The Daily Ummat is an Islamist Urdu-language newspaper published in Karachi, Sindh, Pakistan.

==History==
Daily Ummat was founded in 1996 by Abdul Rafiq Afghan and family.

==Coverage==
Adopting the motto, "we show all that others hide", the Daily Ummat practices comprehensive news coverage. It has long reported on the intersection of crime, ethnic violence, and politics in Karachi, frequently attributing these issues to the Muttahida Qaumi Movement (MQM). This criticism towards MQM can be traced back to allegations surrounding the death of Abdul Rafiq Afghan’s father-in-law, Maulana Salahuddin, as well as past conflicts in student politics.

==Political stance==
Daily Ummat has a distinctively pro-Islamist stance. It actively promotes causes such as actions in the India-administered Kashmir and opposition to western forces in Afghanistan. The newspaper routinely covers instances of alleged or actual discrimination against Muslims worldwide.

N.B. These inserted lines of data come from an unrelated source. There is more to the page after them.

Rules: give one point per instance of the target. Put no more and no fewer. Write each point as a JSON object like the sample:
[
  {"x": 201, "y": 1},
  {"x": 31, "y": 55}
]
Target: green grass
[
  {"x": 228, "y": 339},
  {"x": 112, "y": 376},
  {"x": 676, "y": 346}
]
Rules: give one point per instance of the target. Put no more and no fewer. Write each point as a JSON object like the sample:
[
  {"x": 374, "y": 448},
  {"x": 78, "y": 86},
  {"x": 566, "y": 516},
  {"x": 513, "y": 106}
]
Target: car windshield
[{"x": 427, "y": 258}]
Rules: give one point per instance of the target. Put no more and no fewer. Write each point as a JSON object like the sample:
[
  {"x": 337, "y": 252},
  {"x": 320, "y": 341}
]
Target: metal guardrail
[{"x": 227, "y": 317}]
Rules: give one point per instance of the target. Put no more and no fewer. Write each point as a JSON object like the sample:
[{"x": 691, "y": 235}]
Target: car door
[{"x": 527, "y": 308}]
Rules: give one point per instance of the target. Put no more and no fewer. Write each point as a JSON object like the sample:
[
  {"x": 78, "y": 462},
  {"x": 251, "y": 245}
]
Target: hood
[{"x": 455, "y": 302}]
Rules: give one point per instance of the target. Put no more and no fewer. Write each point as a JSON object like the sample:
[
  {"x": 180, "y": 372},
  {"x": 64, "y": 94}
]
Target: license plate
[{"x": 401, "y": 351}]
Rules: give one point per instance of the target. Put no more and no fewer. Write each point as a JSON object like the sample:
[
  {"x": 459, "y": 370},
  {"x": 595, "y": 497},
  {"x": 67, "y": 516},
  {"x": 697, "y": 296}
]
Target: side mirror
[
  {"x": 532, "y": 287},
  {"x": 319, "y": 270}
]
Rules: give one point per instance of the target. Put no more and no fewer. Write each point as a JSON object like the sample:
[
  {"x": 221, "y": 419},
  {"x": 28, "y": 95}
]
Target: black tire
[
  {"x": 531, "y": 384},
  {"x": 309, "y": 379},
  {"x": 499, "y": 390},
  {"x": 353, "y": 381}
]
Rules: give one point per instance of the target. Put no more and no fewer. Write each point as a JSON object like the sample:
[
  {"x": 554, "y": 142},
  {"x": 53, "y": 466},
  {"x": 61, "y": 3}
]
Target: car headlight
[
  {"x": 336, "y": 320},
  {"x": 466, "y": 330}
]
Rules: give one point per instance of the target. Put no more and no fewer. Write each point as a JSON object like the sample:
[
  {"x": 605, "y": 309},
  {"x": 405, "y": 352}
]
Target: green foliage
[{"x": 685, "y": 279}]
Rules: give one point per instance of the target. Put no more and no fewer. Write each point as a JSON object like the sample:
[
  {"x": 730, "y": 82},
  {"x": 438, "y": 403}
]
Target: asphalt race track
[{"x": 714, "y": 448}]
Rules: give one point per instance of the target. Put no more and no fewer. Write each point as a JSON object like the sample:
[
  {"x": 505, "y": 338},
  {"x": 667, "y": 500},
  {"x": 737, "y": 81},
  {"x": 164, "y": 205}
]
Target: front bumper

The paper stands in strong support of Pakistan's anti-blasphemy laws, as well as other legislation in the country inspired by Islamic principles. The editorial content is noted for its focus on the Ahmadi community, a minority sect that identifies as Muslim but is legally prohibited from publicly affirming this identity.

The newspaper also exhibits clear ideological demarcations in its content. It often presents moderate, liberal, and leftist figures under a critical lens, irrespective of their societal or national contributions. On the other hand, it tends to withhold critique from favored entities and individuals, who are mainly Islamist politicians, extremist preachers, jihadists, or anti-Shia militants.

The newspaper uses front-page advertisements to rally public support on religious issues. For instance, it called on Karachi's citizens to 'reclaim' a mosque demolished by city authorities due to its unauthorized establishment on a public park.